Insiden pelarian massal tersebut terjadi pada hari Minggu, 15 Juni 2025, sekitar pukul 03.00 WIB. Delapan tahanan, yang semuanya merupakan tersangka kasus narkoba dengan berbagai tingkatan kejahatan, diduga berhasil membobol kunci sel dan memanjat tembok belakang gedung penahanan BNNP Sumut. Mereka kemudian melarikan diri ke arah perkebunan yang berada di belakang kompleks BNNP, memanfaatkan kondisi gelap dan sepi. Kepala BNNP Sumatera Utara, Brigjen Pol. Drs. Armansyah, dalam konferensi pers yang diadakan pada Senin, 16 Juni 2025, menyatakan bahwa pihaknya telah membentuk tim khusus untuk memburu para tahanan yang kabur.
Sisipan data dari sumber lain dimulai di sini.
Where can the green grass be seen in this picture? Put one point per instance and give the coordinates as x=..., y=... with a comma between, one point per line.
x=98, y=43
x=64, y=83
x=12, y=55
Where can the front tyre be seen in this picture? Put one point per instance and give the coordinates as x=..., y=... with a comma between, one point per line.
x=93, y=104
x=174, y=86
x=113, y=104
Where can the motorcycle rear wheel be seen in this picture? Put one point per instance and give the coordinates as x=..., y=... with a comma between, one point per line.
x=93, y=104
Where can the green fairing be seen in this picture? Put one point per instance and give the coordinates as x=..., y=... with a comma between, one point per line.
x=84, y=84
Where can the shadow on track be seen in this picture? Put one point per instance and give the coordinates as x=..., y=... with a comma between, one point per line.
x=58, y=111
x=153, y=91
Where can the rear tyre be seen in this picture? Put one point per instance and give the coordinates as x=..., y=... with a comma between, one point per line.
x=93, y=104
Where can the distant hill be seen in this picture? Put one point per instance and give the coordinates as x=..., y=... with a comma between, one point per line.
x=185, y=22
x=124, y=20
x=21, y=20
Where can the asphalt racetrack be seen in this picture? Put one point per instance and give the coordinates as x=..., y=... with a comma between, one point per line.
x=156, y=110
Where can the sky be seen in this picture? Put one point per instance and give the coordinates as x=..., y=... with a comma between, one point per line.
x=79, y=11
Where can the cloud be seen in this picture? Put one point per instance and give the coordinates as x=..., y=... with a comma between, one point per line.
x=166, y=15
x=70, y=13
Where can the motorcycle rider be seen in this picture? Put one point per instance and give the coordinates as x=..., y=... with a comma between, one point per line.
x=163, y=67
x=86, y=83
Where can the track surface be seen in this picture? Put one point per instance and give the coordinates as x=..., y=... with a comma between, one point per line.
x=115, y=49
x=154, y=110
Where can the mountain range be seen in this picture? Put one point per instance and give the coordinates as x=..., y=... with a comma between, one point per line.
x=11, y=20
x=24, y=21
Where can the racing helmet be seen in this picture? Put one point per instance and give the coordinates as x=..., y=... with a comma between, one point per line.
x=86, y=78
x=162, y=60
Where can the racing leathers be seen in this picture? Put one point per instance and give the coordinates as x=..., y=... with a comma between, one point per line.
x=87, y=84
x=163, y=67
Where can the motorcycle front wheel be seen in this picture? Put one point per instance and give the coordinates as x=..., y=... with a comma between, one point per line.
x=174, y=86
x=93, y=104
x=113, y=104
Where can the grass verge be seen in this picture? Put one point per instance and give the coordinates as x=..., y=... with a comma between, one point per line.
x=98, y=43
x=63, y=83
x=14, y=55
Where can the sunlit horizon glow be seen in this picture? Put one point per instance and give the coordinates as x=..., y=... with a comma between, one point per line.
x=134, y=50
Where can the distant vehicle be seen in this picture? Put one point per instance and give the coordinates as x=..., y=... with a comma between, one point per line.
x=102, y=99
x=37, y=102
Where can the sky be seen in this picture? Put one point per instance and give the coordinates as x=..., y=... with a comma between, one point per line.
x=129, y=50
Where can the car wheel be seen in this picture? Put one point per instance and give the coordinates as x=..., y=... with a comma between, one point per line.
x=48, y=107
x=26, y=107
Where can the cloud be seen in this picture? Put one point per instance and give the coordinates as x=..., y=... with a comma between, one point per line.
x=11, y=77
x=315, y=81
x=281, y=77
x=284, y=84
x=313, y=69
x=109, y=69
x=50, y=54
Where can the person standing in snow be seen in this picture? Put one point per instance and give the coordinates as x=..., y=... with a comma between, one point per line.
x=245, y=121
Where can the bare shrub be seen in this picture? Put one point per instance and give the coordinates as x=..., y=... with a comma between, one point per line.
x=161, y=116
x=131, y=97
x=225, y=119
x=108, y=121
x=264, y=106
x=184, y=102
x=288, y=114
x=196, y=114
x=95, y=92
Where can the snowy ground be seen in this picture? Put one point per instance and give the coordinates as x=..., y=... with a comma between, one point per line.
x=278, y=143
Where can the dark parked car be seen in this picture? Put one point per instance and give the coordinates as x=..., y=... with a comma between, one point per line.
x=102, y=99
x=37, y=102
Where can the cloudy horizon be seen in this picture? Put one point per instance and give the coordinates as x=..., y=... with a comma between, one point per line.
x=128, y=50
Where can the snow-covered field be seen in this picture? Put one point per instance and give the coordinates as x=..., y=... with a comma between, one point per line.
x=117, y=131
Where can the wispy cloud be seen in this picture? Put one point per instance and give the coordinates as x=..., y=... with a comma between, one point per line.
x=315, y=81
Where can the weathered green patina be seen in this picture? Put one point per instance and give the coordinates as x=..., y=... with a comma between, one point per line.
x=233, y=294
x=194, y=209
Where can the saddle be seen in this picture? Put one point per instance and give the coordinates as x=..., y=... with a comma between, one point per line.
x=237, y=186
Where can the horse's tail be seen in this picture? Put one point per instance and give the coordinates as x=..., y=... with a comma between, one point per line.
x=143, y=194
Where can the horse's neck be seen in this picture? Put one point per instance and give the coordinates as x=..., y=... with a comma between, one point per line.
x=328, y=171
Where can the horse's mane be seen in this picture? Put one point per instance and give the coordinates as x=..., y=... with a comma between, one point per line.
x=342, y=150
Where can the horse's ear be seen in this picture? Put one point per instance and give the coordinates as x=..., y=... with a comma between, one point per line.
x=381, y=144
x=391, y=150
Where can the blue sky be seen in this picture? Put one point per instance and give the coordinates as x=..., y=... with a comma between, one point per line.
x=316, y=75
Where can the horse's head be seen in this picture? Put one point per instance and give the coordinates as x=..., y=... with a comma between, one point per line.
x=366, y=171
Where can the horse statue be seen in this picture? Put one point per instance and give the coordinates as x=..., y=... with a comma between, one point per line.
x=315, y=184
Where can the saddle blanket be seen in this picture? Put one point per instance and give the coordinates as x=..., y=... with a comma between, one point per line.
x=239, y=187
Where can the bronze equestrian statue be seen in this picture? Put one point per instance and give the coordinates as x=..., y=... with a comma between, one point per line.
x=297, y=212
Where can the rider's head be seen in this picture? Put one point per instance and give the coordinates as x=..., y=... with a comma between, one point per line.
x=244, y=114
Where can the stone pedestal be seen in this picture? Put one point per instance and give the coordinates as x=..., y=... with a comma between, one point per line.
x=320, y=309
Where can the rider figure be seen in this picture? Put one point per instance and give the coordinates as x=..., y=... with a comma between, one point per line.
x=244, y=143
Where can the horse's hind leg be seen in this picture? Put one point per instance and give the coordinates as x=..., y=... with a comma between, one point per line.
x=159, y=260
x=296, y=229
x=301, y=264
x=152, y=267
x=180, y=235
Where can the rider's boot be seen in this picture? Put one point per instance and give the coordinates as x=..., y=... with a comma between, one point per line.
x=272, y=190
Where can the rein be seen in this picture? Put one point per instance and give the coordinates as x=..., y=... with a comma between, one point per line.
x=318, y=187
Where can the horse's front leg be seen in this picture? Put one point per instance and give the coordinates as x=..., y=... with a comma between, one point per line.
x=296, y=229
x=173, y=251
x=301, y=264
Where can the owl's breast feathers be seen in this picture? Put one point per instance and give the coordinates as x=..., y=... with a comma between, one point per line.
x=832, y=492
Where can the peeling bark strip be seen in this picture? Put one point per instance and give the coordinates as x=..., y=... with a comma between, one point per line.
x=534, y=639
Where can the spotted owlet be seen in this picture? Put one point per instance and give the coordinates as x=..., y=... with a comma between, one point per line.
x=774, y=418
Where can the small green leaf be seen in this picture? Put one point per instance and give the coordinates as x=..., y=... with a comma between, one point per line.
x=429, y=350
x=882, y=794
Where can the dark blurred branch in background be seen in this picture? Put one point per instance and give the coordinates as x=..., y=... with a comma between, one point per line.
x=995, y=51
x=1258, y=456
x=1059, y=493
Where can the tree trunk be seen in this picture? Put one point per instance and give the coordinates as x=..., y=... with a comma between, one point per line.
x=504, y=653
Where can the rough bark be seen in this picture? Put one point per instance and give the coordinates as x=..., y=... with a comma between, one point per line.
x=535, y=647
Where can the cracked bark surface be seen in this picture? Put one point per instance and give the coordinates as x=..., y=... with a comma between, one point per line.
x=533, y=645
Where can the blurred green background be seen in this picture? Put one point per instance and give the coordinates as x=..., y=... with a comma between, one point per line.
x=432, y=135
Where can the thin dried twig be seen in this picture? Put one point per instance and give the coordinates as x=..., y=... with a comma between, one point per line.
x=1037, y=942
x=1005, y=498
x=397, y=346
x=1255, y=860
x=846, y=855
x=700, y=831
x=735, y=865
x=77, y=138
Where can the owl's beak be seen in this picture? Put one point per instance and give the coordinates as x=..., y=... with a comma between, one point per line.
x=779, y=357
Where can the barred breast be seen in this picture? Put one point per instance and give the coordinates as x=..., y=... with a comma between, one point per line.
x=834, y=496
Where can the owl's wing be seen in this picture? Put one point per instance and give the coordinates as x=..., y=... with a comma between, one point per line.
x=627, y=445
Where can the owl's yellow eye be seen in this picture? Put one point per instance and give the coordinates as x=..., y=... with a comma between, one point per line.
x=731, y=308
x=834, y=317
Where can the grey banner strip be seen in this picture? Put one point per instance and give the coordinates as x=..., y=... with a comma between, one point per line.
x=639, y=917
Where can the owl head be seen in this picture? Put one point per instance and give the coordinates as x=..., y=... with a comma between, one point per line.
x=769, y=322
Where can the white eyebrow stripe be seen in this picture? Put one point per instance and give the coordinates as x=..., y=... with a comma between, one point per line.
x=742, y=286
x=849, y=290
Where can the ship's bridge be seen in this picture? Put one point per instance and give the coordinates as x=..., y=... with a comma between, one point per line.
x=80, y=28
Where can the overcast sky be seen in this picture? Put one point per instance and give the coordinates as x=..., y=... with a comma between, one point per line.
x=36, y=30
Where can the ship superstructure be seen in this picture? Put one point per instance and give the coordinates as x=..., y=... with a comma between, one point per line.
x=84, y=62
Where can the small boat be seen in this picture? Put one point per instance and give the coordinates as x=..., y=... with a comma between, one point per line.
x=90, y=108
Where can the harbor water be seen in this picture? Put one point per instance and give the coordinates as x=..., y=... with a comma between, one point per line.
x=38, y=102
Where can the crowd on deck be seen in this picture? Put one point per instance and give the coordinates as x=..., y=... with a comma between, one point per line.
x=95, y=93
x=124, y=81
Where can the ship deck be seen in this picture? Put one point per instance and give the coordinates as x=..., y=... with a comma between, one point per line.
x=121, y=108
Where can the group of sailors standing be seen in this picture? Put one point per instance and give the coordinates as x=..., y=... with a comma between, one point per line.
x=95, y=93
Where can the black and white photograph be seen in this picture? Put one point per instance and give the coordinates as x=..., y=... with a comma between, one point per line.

Identitas kedelapan tahanan yang kabur telah dirilis kepada publik. Mereka antara lain adalah Jono (34), kasus kepemilikan sabu 1 kg; Riki (29), kasus pengedar ekstasi; dan enam tersangka lainnya yang juga terlibat dalam jaringan narkoba. Polisi telah menyebar foto-foto mereka ke seluruh jajaran kepolisian di Sumatera Utara, serta berkoordinasi dengan Polda di provinsi tetangga untuk mengantisipasi pergerakan para buronan. Patroli dan razia di berbagai titik strategis, termasuk terminal bus dan pelabuhan, juga diperketat.
Penyelidikan internal juga tengah dilakukan untuk mengetahui bagaimana insiden pelarian massal ini bisa terjadi. Dugaan awal mengarah pada kelalaian petugas jaga atau adanya kelemahan dalam sistem pengamanan sel. “Kami akan melakukan evaluasi menyeluruh terhadap standar operasional prosedur (SOP) dan memastikan insiden serupa tidak terulang di masa depan,” tegas Brigjen Pol. Drs. Armansyah. Beberapa petugas yang berjaga saat kejadian sedang diperiksa intensif untuk dimintai keterangan.
Masyarakat diimbau untuk tetap waspada dan segera melapor kepada pihak berwajib jika melihat atau mengetahui keberadaan para buronan. Insiden pelarian massal ini adalah pengingat betapa berbahayanya kejahatan narkoba dan pentingnya menjaga fasilitas penahanan agar pelaku tidak kembali meresahkan masyarakat.